I am a senior at Superior Senior High School. March 27 this year is the day where underclassmen share their science projects to upperclassmen to grade. This fair is a great tool for students to learn about science and try their own experiments that they are interested in. For an idea to be approved, it must go through the student's teacher before worked on.

In the 10th grade, biology is a required class, and I will be talking about what I saw from the biology students. I will give no names because this is not to attack students, I am writing this to show poor education and learning on behalf of the teachers.

The first project I want to talk about is one where the students wanted to test if you could train a goldfish. Though already proven, this could be a fun experiment for students to learn about fish and their learning.

Firstly, the way to train the fish was using a bell. The sound waves from the bell cannot be translated into the water unless it was in the water. The teacher should of picked up on that first; a visual cue is much better for aquatic species.

Secondly, the students doing the experiment kept the goldfish inside of a small fish bowl at room temperature presumably with no filtration though I have no proof of that. They recorded the temperature at 54 degrees Fahrenheit, which is what a goldfish should be kept at during the winter; the problems come with the size and filtration.

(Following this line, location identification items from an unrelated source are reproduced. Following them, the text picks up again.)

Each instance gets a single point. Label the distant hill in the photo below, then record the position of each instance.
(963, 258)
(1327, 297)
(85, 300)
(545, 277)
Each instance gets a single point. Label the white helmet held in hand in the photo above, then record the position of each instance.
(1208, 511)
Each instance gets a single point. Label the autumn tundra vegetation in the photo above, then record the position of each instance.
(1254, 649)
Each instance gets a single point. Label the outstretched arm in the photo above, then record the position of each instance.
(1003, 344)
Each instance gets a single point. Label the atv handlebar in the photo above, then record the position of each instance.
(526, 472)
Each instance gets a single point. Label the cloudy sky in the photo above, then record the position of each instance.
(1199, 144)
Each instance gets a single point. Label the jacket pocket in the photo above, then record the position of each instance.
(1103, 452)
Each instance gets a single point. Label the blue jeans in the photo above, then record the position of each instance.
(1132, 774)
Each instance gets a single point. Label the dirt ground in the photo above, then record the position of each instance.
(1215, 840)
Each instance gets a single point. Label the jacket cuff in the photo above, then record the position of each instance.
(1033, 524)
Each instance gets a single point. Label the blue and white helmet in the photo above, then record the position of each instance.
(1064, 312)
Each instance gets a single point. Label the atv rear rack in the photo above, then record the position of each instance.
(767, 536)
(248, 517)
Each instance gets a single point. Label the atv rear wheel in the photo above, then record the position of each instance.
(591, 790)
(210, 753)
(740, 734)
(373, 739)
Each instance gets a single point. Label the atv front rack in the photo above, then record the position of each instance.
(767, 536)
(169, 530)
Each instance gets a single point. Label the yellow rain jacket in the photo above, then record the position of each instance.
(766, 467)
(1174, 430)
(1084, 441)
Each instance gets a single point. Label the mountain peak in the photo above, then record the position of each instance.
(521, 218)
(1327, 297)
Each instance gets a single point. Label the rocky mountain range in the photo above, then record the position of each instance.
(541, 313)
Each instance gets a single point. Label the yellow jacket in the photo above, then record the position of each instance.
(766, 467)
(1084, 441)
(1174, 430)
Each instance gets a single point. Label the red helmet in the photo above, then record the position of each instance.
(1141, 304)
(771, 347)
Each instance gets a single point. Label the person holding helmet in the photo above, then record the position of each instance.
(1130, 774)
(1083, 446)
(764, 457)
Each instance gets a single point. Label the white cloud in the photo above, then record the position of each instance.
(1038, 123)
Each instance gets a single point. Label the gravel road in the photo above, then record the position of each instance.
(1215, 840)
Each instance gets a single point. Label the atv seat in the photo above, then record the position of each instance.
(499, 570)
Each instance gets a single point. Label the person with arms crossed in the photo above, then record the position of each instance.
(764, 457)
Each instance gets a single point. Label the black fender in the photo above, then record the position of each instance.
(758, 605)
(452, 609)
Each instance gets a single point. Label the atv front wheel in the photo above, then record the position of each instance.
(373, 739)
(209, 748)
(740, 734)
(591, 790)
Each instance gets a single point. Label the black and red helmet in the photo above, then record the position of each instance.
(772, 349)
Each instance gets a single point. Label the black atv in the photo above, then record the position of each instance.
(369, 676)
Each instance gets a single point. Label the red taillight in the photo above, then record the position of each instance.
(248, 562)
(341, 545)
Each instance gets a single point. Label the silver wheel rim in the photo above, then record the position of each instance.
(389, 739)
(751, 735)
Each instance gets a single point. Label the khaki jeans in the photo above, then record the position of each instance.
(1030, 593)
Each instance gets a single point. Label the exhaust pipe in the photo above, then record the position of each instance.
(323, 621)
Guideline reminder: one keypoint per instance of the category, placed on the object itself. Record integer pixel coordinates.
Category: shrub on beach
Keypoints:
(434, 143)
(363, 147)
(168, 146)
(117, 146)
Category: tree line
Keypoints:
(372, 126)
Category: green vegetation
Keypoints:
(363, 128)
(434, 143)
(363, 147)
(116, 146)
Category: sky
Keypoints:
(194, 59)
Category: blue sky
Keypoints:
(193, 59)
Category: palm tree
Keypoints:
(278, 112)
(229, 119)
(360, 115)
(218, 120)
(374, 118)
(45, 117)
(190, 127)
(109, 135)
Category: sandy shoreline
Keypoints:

I have no idea what type of goldfish it was; they kept absolutely no record of fish (all the details of the "tank" is from their words). They said they got it from Walmart, though, and judging from that I will give them the benefit of the doubt and say they got the smallest type of goldfish: the common. In general, a common goldfish should be given at least 30 gallons of water with high amounts of filtration just for a single fish at the minimum.

I will assume that the bowl they used was 2 gallons because it is a common one I see at Walmart; this "tank" will most likely have no water movement.

Water movement is detrimental to proper gas exchange which oxygenates the water. Goldfish are not labyrinth fish (which are fish that are able to get oxygen from the air) and get their oxygen from the water.

They are also messy eaters and require high amounts of filtration to stop ammonia from climbing up in the water, which will kill the fish.

The next project I was unable to ask about, so I do not know the complete specifics about, but just the idea for the project alone should of been a huge red flag. The project was attempting to acclimate two males bettas into living with each other.

Bettas are also known as "Siamese fighting fish;" they do not like others of their own species. In the wild, they will flare up to each other and leave. Flaring is where the male will puff out their gills to intimidate their foes. In captivity, daily flaring exercises will help the betta and get their blood running.

Though this is healthy, this exercise should be short and not continuous. The act of flaring itself is not stressful, but doing it over and over will stress the fish out. These students, over the course of days, kept putting two bettas closer and closer to each other. This stress of another male slowly approaching them is strenuous and can severely impact their health and leave them open to diseases.

The teachers who approved these projects should know better. They are biology teachers; this should be what they know. If a student does want to do an experiment dealing with intervals of flaring or training fish, they teacher should allow it, but only if the student can properly take care of the fish, if not at home, then in the classroom.

The goldfish should be put inside of a 30-gallon tank and bettas should be in a 5-gallon isolated, at least. More is better for size.

This fair should be teaching these students about the animals they want to learn more about, not letting them abuse them. I believe this all stems from the fact that people believe that fish do not have any feelings, but that is completely false. I would go over it more but the book "What a Fish Knows" by Jonathan Balcombe explains it in more detail than I ever could.

I write this to let the public know that at their local high school, projects with possible abuse of animals are being approved. I do not wish to stop animal-related learning, but it must be done ethically.